India Today: Economy, Politics and Society by Stuart Corbridge, John Harriss and Craig Jeffrey (Cambridge and Malden: Polity Press), 2013; pp xiv + 384, £18.99 (pb).

The 13 theme-based chapters in the book are the authors’ answers to 13 questions that appear as chapter titles. Some of these questions are: “How have the poor fared (and others too) in India?”; “How did a ‘weak’ state promote audacious reform?”; “Has India’s democracy been a success?”; “Does caste still matter in India?”; and other questions regarding Hindu nationalism, rural dislocations, civil society, position of Indian women, etc. I am surprised though that this wide-ranging work leaves out India’s foreign policy and the growing economic and political role the country has assumed in international relations (the authors very briefly allude to this in the last two pages of the book).
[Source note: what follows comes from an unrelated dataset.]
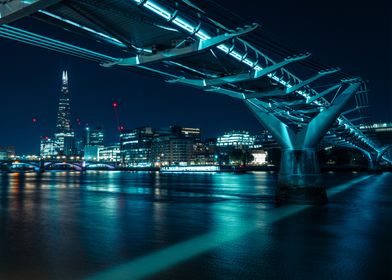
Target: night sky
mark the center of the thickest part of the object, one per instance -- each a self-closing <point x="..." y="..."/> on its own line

The questions asked by the authors (or similar ones) form the core of much of the current debate on contemporary Indian politics. And, as the 16th general elections close in, these discussions have become more intense and animated. Opinions are strong as also divided on the state of poverty, economic growth and redistribution, effectiveness of government, functioning of democracy, status of women, etc. The recent assembly elections in five states (2013) have revealed that there has been a general dissatisfaction with Congress-led governments in the states and the centre. The Congress has come under criticism for corruption, inefficiency and inflation. The Bharatiya Janata Party seems to have been far more successful in providing effective government in the states led by it. It even received tremendous public backing in these elections.